To actually perform the operations the --assemble/-a flag is always required. This is true also for the --create or --recreate flags. This can be seen in conjunction with --dry-run:

$ cat .git/assembly
base new master
merge new bugfix
$ git as --dry-run
git-assembler: branch new needs creation from master
$ git as --dry-run --create
git-assembler: creating branch new from master
git-assembler: merging bugfix into new

By default all defined branches are either displayed or updated. A list of explicit targets can be given on the command line:

$ cat .git/assembly
merge branch1 a b
merge branch2 c
$ git as
branch1
  a
  b
branch2
  c
$ git as branch2
branch2
  c
$ git as -av branch2
git-assembler: merging c into branch2

When working on large projects the list of default targets can be overridden in the assembly file. Non-existent branches are ignored unless they are depended-on by one of the requested targets. Branches which exist, but are not defined, are also ignored.

Handling conflicts

There’s no magic introduced by git-assembler involving conflicts.

When conflicts arise in a merge operation git-assembler will drop you into the branch which is being merged onto. Assuming a simple merge conflict:

$ cat .git/assembly
merge master branch1
$ git as -av
git-assembler: merging branch1 into master
Auto-merging test
CONFLICT (content): Merge conflict in test
Recorded preimage for 'test'
Automatic merge failed; fix conflicts and then commit the result.
U       test
error: Committing is not possible because you have unmerged files.
hint: Fix them up in the work tree, and then use 'git add/rm <file>'
hint: as appropriate to mark resolution and make a commit.
fatal: Exiting because of an unresolved conflict.
git-assembler: error while merging branch1 into master
git-assembler: stopping at branch master, fix/commit then re-run git-assembler

Use git add/commit as usual to resolve the conflict, or git merge --abort to cancel the merge. Aborting the merge can be useful, for example, to invoke a different merge strategy or to remove the offending rule and disregard the merge completely.

As soon as the merge is resolved or aborted, state is instantly reflected into git as:

# fix the merge
$ git commit
$ git as -av
git-assembler: already up to date

Of course, if the merge is aborted but the merge rule is not removed, git as will simply try again on the next invocation.

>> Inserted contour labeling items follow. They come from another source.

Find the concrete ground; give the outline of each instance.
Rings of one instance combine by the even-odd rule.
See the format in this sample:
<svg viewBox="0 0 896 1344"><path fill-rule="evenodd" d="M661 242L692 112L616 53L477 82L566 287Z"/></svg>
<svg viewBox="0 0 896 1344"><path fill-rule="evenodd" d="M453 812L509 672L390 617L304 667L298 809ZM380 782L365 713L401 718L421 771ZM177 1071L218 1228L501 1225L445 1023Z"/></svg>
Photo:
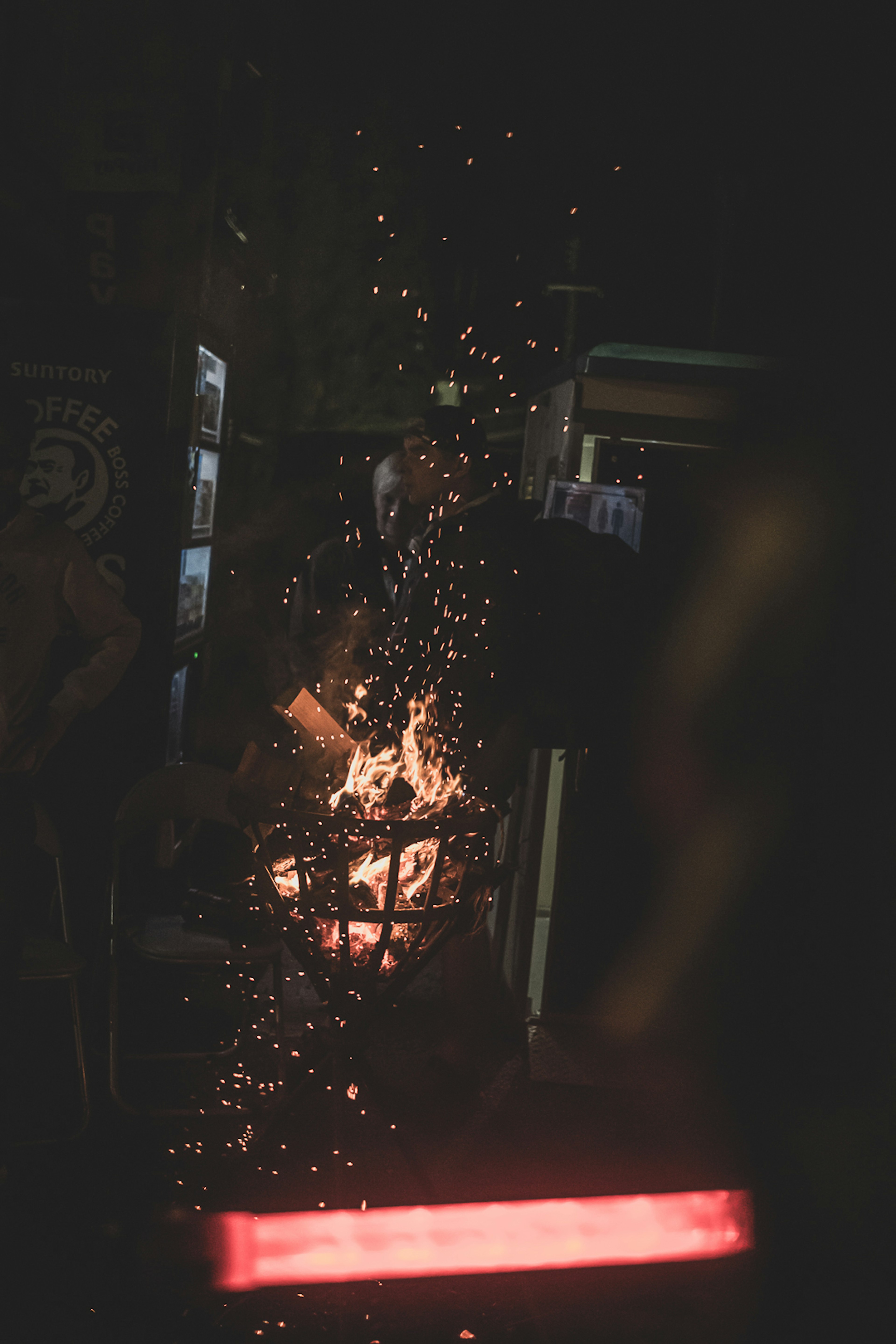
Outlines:
<svg viewBox="0 0 896 1344"><path fill-rule="evenodd" d="M293 1050L308 1050L325 1030L325 1016L292 958L285 974L292 1060ZM176 986L167 988L177 997ZM210 1289L197 1220L215 1211L747 1184L725 1113L685 1058L598 1059L572 1028L531 1025L528 1039L523 1030L482 1043L478 1077L451 1071L438 1058L445 1030L438 964L382 1017L357 1078L349 1066L322 1062L271 1117L262 1109L279 1097L269 981L246 993L258 1025L232 1056L218 1064L141 1067L145 1098L180 1095L183 1103L192 1094L210 1111L230 1102L224 1114L195 1120L146 1120L114 1106L97 1013L86 1133L69 1145L16 1149L1 1196L11 1232L9 1344L263 1337L724 1344L742 1336L755 1293L751 1254L247 1293ZM191 996L201 1003L195 986L180 995ZM20 1085L21 1124L32 1136L64 1120L70 1106L64 1004L50 997L23 1009L23 1032L35 1038ZM129 1086L140 1094L140 1078L130 1077Z"/></svg>

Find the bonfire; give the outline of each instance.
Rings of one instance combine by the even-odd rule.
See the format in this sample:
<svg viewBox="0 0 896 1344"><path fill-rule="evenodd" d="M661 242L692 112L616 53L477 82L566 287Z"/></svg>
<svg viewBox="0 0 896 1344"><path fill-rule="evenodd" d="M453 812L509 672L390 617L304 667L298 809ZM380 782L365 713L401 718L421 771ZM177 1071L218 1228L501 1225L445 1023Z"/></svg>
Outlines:
<svg viewBox="0 0 896 1344"><path fill-rule="evenodd" d="M336 724L324 732L332 720L302 694L318 741L349 741ZM361 719L356 706L349 723ZM451 933L485 915L497 813L446 763L433 698L410 702L400 743L353 746L326 812L267 820L258 841L269 907L340 1025L371 991L382 999L388 984L395 997Z"/></svg>

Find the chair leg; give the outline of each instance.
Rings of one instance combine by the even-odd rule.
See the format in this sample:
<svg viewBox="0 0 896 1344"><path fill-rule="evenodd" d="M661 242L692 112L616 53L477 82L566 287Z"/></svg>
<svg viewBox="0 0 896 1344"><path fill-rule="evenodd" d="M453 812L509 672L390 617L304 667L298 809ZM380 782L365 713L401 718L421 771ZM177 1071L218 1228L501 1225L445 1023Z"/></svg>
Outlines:
<svg viewBox="0 0 896 1344"><path fill-rule="evenodd" d="M285 1011L283 1011L283 965L282 965L282 952L271 960L271 980L274 989L274 1036L277 1042L277 1077L279 1085L283 1085L286 1077L286 1032L285 1032ZM118 1079L118 1063L121 1059L145 1059L145 1060L177 1060L177 1059L223 1059L227 1055L232 1055L240 1046L240 1038L243 1028L246 1025L246 1012L247 1007L243 1008L243 1021L236 1031L236 1040L227 1050L211 1050L203 1051L201 1054L168 1054L168 1055L120 1055L118 1052L118 968L113 953L110 980L109 980L109 1090L111 1093L116 1103L126 1111L129 1116L148 1116L152 1120L185 1120L185 1118L199 1118L200 1116L232 1116L235 1111L231 1107L192 1107L192 1109L173 1109L169 1106L150 1106L142 1110L132 1106L129 1101L125 1099L121 1091L121 1083Z"/></svg>
<svg viewBox="0 0 896 1344"><path fill-rule="evenodd" d="M85 1059L83 1028L81 1025L81 1001L78 996L78 982L74 976L69 981L71 995L71 1025L75 1036L75 1058L78 1060L78 1086L81 1090L81 1124L71 1136L79 1138L90 1121L90 1093L87 1091L87 1063Z"/></svg>
<svg viewBox="0 0 896 1344"><path fill-rule="evenodd" d="M286 1077L286 1013L283 1011L283 953L271 961L271 988L274 991L274 1040L277 1043L277 1078L281 1086Z"/></svg>
<svg viewBox="0 0 896 1344"><path fill-rule="evenodd" d="M83 1032L81 1028L81 1004L78 1000L78 984L74 976L69 976L69 999L71 1004L71 1030L75 1042L75 1060L78 1064L78 1095L81 1099L81 1116L78 1124L69 1134L54 1134L52 1138L23 1138L13 1144L13 1148L43 1148L47 1144L69 1144L81 1138L90 1120L90 1094L87 1091L87 1066L85 1059Z"/></svg>

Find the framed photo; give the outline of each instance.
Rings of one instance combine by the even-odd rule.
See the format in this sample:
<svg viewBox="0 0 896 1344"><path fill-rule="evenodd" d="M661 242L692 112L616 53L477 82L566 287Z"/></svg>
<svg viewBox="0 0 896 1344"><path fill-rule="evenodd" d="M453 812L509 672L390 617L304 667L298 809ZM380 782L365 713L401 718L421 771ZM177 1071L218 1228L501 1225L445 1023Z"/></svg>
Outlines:
<svg viewBox="0 0 896 1344"><path fill-rule="evenodd" d="M191 448L191 476L193 481L193 538L211 536L215 523L215 495L218 492L218 464L220 453L207 448Z"/></svg>
<svg viewBox="0 0 896 1344"><path fill-rule="evenodd" d="M200 401L199 430L203 438L220 444L220 426L224 415L224 383L227 364L218 359L204 345L199 347L199 371L196 374L196 395Z"/></svg>
<svg viewBox="0 0 896 1344"><path fill-rule="evenodd" d="M641 550L645 491L592 481L548 481L544 517L570 517L590 532L610 532Z"/></svg>
<svg viewBox="0 0 896 1344"><path fill-rule="evenodd" d="M177 765L184 755L184 707L187 704L188 668L177 668L171 679L171 702L168 708L168 747L165 765Z"/></svg>
<svg viewBox="0 0 896 1344"><path fill-rule="evenodd" d="M211 570L211 546L192 546L180 552L180 590L177 593L177 625L175 642L201 634L206 625L206 602L208 599L208 573Z"/></svg>

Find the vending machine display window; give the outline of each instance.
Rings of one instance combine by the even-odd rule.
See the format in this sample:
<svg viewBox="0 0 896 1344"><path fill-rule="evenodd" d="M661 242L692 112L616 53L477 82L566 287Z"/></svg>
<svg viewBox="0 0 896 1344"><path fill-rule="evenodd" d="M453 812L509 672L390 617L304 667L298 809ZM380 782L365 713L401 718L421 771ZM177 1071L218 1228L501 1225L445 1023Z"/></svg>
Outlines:
<svg viewBox="0 0 896 1344"><path fill-rule="evenodd" d="M187 667L177 668L171 679L168 708L168 747L165 765L177 765L184 757L184 706L187 704Z"/></svg>
<svg viewBox="0 0 896 1344"><path fill-rule="evenodd" d="M590 481L548 481L545 517L570 517L590 532L610 532L633 551L641 550L645 491Z"/></svg>
<svg viewBox="0 0 896 1344"><path fill-rule="evenodd" d="M208 599L208 571L211 569L211 546L193 546L180 552L180 591L177 594L177 622L175 642L201 634L206 625L206 602Z"/></svg>
<svg viewBox="0 0 896 1344"><path fill-rule="evenodd" d="M191 535L197 539L212 534L220 454L212 453L207 448L191 448L189 456L195 489Z"/></svg>
<svg viewBox="0 0 896 1344"><path fill-rule="evenodd" d="M218 359L204 345L199 347L199 371L196 374L196 395L200 402L199 429L203 438L220 444L220 426L224 414L224 382L227 364Z"/></svg>

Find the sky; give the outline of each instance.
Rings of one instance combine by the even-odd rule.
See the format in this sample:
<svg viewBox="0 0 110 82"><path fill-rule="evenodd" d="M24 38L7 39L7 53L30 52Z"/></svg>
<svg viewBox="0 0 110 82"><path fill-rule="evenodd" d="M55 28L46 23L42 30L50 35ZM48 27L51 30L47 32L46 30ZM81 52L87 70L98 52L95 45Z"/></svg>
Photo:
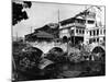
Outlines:
<svg viewBox="0 0 110 82"><path fill-rule="evenodd" d="M84 11L90 5L78 5L78 4L61 4L61 3L45 3L45 2L32 2L30 9L23 9L26 11L29 19L22 20L18 24L12 26L13 36L24 37L24 35L31 33L34 28L38 28L48 23L58 22L58 10L59 21L75 16L77 13Z"/></svg>

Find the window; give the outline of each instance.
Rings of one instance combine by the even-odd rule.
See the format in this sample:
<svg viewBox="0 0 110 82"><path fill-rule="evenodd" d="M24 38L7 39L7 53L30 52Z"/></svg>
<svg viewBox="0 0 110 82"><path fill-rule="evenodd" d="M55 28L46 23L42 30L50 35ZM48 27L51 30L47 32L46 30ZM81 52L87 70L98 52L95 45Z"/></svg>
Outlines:
<svg viewBox="0 0 110 82"><path fill-rule="evenodd" d="M94 36L96 35L95 31L94 31Z"/></svg>
<svg viewBox="0 0 110 82"><path fill-rule="evenodd" d="M106 37L103 37L103 40L106 42Z"/></svg>
<svg viewBox="0 0 110 82"><path fill-rule="evenodd" d="M102 30L100 30L100 35L102 35Z"/></svg>
<svg viewBox="0 0 110 82"><path fill-rule="evenodd" d="M79 30L79 34L81 34L81 30Z"/></svg>
<svg viewBox="0 0 110 82"><path fill-rule="evenodd" d="M97 35L99 35L99 30L97 30Z"/></svg>
<svg viewBox="0 0 110 82"><path fill-rule="evenodd" d="M90 31L90 36L91 36L91 31Z"/></svg>
<svg viewBox="0 0 110 82"><path fill-rule="evenodd" d="M76 33L78 33L78 30L76 30Z"/></svg>
<svg viewBox="0 0 110 82"><path fill-rule="evenodd" d="M97 43L99 43L99 38L97 38Z"/></svg>
<svg viewBox="0 0 110 82"><path fill-rule="evenodd" d="M82 30L82 34L85 34L85 31Z"/></svg>
<svg viewBox="0 0 110 82"><path fill-rule="evenodd" d="M106 30L103 30L103 34L106 34Z"/></svg>
<svg viewBox="0 0 110 82"><path fill-rule="evenodd" d="M88 24L94 24L95 23L95 21L88 21Z"/></svg>
<svg viewBox="0 0 110 82"><path fill-rule="evenodd" d="M94 38L92 40L94 40L94 43L96 42L96 39L95 39L95 38Z"/></svg>

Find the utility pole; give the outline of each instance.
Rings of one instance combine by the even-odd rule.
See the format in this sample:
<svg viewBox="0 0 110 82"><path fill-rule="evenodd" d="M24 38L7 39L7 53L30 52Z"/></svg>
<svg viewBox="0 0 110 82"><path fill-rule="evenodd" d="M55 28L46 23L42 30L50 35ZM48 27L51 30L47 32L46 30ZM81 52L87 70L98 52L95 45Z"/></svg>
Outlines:
<svg viewBox="0 0 110 82"><path fill-rule="evenodd" d="M16 32L16 42L18 42L18 32Z"/></svg>
<svg viewBox="0 0 110 82"><path fill-rule="evenodd" d="M32 30L33 30L33 27L31 26L31 34L32 34Z"/></svg>

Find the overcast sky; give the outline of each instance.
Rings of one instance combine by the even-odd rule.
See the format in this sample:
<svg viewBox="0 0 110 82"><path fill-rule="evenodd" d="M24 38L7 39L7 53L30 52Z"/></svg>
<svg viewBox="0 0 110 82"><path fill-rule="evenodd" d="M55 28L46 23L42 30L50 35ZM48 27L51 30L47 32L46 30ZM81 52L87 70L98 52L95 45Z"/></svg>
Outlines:
<svg viewBox="0 0 110 82"><path fill-rule="evenodd" d="M59 20L66 20L75 16L77 13L84 11L90 5L76 5L76 4L57 4L57 3L42 3L42 2L32 2L30 9L25 9L29 19L22 20L13 26L13 36L24 36L31 33L34 28L42 27L48 23L58 22L58 10L59 10Z"/></svg>

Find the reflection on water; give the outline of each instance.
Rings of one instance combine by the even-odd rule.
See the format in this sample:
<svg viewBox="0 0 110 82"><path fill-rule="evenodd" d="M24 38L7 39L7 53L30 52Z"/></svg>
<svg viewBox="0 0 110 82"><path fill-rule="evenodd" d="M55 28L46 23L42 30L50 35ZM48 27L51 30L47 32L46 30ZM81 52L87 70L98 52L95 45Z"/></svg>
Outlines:
<svg viewBox="0 0 110 82"><path fill-rule="evenodd" d="M34 73L28 75L20 72L19 80L46 80L105 75L105 63L101 63L100 61L55 63L46 67L43 70L37 70Z"/></svg>

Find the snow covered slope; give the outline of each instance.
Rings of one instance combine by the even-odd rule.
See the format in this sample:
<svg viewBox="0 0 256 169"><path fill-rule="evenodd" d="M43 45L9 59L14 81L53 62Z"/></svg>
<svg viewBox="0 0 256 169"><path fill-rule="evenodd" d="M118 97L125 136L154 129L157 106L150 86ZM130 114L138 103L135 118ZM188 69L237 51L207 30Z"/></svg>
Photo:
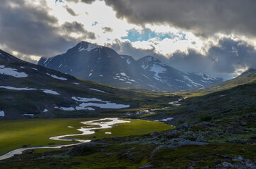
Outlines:
<svg viewBox="0 0 256 169"><path fill-rule="evenodd" d="M130 56L119 55L112 49L86 42L62 55L42 58L38 65L117 87L177 91L222 81L202 73L182 73L149 56L135 61Z"/></svg>

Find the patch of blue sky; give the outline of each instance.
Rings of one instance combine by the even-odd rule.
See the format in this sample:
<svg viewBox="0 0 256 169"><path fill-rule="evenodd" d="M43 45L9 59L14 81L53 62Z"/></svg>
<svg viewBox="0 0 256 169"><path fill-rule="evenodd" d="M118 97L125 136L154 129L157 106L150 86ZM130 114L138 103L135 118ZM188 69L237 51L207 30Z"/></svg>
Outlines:
<svg viewBox="0 0 256 169"><path fill-rule="evenodd" d="M98 23L97 21L95 21L94 23L93 23L93 24L91 25L95 26L95 25L97 25L97 24L98 24Z"/></svg>
<svg viewBox="0 0 256 169"><path fill-rule="evenodd" d="M178 38L179 40L186 40L186 35L182 32L179 32L178 34L174 34L172 32L168 33L159 33L152 31L150 29L146 29L146 31L143 32L139 32L135 29L132 29L127 30L127 36L122 37L122 39L129 39L132 42L136 41L148 41L152 38L156 38L159 40L163 40L165 38L168 39L175 39Z"/></svg>

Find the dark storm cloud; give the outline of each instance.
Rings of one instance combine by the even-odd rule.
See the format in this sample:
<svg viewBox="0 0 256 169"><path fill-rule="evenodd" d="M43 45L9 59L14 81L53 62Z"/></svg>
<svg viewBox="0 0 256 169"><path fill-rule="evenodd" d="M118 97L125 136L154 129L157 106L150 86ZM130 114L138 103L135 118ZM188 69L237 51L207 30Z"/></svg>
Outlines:
<svg viewBox="0 0 256 169"><path fill-rule="evenodd" d="M72 1L72 0L70 0ZM95 0L81 1L92 4ZM119 18L144 26L167 24L207 37L216 32L256 37L256 1L105 0Z"/></svg>
<svg viewBox="0 0 256 169"><path fill-rule="evenodd" d="M77 16L78 15L71 9L71 8L69 8L69 6L65 6L66 11L71 15L72 16Z"/></svg>
<svg viewBox="0 0 256 169"><path fill-rule="evenodd" d="M66 0L66 1L72 1L72 2L84 2L87 4L91 4L93 2L94 2L95 0Z"/></svg>
<svg viewBox="0 0 256 169"><path fill-rule="evenodd" d="M112 29L111 27L103 27L103 30L104 30L103 33L113 32L113 29Z"/></svg>
<svg viewBox="0 0 256 169"><path fill-rule="evenodd" d="M57 19L47 13L45 1L35 8L23 0L3 0L0 5L0 46L8 52L52 56L73 46L77 42L69 36L78 31L83 37L95 39L95 35L83 30L77 23L57 25ZM14 7L10 6L14 3ZM80 39L79 39L80 40Z"/></svg>
<svg viewBox="0 0 256 169"><path fill-rule="evenodd" d="M93 32L86 30L83 27L83 25L77 22L73 23L64 23L62 25L62 31L65 31L67 34L76 32L77 34L81 34L83 39L95 39L95 35Z"/></svg>
<svg viewBox="0 0 256 169"><path fill-rule="evenodd" d="M182 71L202 72L223 78L231 77L226 75L234 73L238 68L256 68L256 51L253 46L231 39L220 39L218 46L211 46L206 56L190 49L187 54L178 51L169 58L156 54L153 48L134 49L129 42L115 40L115 43L108 46L119 54L130 55L136 59L150 55Z"/></svg>

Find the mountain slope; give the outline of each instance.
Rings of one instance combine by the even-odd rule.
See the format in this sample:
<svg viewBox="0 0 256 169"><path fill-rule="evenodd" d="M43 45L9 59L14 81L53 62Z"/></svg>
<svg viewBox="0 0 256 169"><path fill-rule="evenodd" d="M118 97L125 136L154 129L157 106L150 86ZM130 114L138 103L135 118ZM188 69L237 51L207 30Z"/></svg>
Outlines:
<svg viewBox="0 0 256 169"><path fill-rule="evenodd" d="M256 70L250 70L245 71L238 77L229 80L221 83L215 84L211 86L202 87L199 89L194 89L187 92L182 93L182 95L192 96L192 95L204 95L209 93L212 93L217 91L229 89L238 85L241 85L248 83L256 82Z"/></svg>
<svg viewBox="0 0 256 169"><path fill-rule="evenodd" d="M113 110L171 98L78 80L1 53L0 118L116 116L122 113Z"/></svg>
<svg viewBox="0 0 256 169"><path fill-rule="evenodd" d="M152 56L135 61L130 56L119 55L112 49L86 42L62 55L42 58L38 65L117 87L177 91L211 85L222 80L204 74L184 73Z"/></svg>

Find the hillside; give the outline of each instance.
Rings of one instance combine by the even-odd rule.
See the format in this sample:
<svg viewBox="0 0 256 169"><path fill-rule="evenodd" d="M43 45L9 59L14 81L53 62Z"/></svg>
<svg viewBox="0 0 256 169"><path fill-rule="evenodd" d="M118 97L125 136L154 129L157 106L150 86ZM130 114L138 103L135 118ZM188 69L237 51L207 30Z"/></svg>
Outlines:
<svg viewBox="0 0 256 169"><path fill-rule="evenodd" d="M174 99L170 95L134 92L79 80L0 52L2 119L115 116L124 113L117 111L120 109Z"/></svg>
<svg viewBox="0 0 256 169"><path fill-rule="evenodd" d="M222 82L203 73L186 73L150 56L137 61L113 49L81 42L65 54L42 58L38 65L117 87L179 91Z"/></svg>
<svg viewBox="0 0 256 169"><path fill-rule="evenodd" d="M179 93L186 96L204 95L214 92L228 89L238 85L247 83L255 83L256 82L256 70L252 70L249 72L245 72L238 77L229 80L221 83L217 83L211 86L194 89L185 92Z"/></svg>

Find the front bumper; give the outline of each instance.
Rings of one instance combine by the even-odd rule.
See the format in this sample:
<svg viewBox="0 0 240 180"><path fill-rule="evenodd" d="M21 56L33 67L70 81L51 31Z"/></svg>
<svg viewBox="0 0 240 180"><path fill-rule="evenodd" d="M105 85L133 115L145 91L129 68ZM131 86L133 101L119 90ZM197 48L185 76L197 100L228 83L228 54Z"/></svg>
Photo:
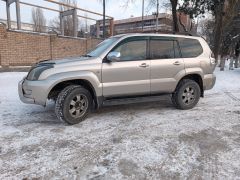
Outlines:
<svg viewBox="0 0 240 180"><path fill-rule="evenodd" d="M206 74L203 79L204 90L212 89L216 83L216 76L214 74Z"/></svg>
<svg viewBox="0 0 240 180"><path fill-rule="evenodd" d="M26 104L38 104L45 106L51 83L47 80L28 81L24 78L18 83L19 98Z"/></svg>

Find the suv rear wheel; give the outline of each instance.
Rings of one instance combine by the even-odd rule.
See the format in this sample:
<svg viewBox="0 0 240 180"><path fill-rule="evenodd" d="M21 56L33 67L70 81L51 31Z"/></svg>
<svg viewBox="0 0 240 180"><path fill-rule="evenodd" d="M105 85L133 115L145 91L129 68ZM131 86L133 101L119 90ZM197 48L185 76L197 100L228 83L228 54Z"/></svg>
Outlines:
<svg viewBox="0 0 240 180"><path fill-rule="evenodd" d="M191 109L199 101L201 89L197 82L191 79L183 79L172 95L173 105L178 109Z"/></svg>
<svg viewBox="0 0 240 180"><path fill-rule="evenodd" d="M92 107L92 96L82 86L70 85L58 95L55 113L59 120L77 124L85 119Z"/></svg>

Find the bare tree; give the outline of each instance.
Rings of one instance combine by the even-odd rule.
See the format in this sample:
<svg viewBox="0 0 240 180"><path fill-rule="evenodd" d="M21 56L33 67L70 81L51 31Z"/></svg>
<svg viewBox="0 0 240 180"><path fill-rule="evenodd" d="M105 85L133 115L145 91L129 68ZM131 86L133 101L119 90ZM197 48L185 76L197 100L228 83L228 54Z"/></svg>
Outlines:
<svg viewBox="0 0 240 180"><path fill-rule="evenodd" d="M77 7L76 0L61 0L60 2ZM59 8L60 8L60 11L67 11L67 10L72 9L67 6L60 6ZM74 33L73 17L72 16L64 17L63 24L64 24L64 35L65 36L73 36L73 33ZM78 25L76 25L76 26L78 26Z"/></svg>
<svg viewBox="0 0 240 180"><path fill-rule="evenodd" d="M33 22L33 31L35 32L46 31L46 19L44 17L42 9L40 8L32 9L32 22Z"/></svg>

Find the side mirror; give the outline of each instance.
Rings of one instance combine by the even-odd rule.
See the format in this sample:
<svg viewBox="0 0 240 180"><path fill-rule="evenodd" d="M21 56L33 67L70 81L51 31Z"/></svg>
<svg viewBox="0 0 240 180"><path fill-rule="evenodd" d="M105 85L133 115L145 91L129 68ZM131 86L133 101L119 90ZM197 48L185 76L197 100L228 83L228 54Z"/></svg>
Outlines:
<svg viewBox="0 0 240 180"><path fill-rule="evenodd" d="M107 60L110 62L116 62L116 61L119 61L120 56L121 56L120 52L113 51L107 55Z"/></svg>

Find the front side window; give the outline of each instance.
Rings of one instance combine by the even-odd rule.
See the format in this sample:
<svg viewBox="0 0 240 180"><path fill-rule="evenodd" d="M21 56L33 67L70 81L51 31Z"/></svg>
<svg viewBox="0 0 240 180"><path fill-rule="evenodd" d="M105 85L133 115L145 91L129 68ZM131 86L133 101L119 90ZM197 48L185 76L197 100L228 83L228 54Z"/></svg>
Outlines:
<svg viewBox="0 0 240 180"><path fill-rule="evenodd" d="M174 40L152 39L150 41L151 59L180 58L178 44Z"/></svg>
<svg viewBox="0 0 240 180"><path fill-rule="evenodd" d="M178 38L183 58L193 58L203 53L200 42L196 39Z"/></svg>
<svg viewBox="0 0 240 180"><path fill-rule="evenodd" d="M112 38L106 39L105 41L98 44L96 48L88 52L87 55L92 57L98 57L102 53L104 53L117 40L119 40L119 37L112 37Z"/></svg>
<svg viewBox="0 0 240 180"><path fill-rule="evenodd" d="M120 44L112 51L120 52L120 61L145 60L147 58L147 41L128 41Z"/></svg>

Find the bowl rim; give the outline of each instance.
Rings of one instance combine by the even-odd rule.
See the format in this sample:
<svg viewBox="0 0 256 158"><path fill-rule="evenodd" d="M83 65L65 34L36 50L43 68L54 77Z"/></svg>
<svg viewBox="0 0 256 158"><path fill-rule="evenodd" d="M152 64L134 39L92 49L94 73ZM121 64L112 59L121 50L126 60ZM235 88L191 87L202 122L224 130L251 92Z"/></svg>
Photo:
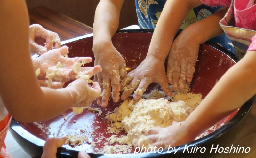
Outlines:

Additional information is displayed when two or more branches are involved in the current run:

$ cat .git/assembly
merge master branch1
merge branch1 branch2
$ git as
>master
  branch1
    branch2
$ git as -av
git-assembler: merging branch2 into branch1
Auto-merging test
CONFLICT (content): Merge conflict in test
Recorded preimage for 'test'
Automatic merge failed; fix conflicts and then commit the result.
U       test
error: Committing is not possible because you have unmerged files.
hint: Fix them up in the work tree, and then use 'git add/rm <file>'
hint: as appropriate to mark resolution and make a commit.
fatal: Exiting because of an unresolved conflict.
git-assembler: error while merging branch2 into branch1
git-assembler: stopping at branch branch1, fix/commit then re-run git-assembler

“master” will be adorned in the graph to indicate that it was the initial branch when git as was started (note the * after the name), while the current branch you’re now on is “branch1”:

$ git as
master*
  >branch1
    branch2

After fixing the merge, running git as -av a second time will continue and restore the initial branch:

# fix conflict
$ git commit
$ git as -av
git-assembler: merging branch1 into master
git-assembler: restoring initial branch master

Conflicts arising during a rebase operation drop you on the branch which is being rebased and work exactly the same: just fix the conflict and either rebase --continue or rebase --abort as you normally would.

The situation gets more complex when stage (and, to a lesser extent, base) is involved somewhere in the graph.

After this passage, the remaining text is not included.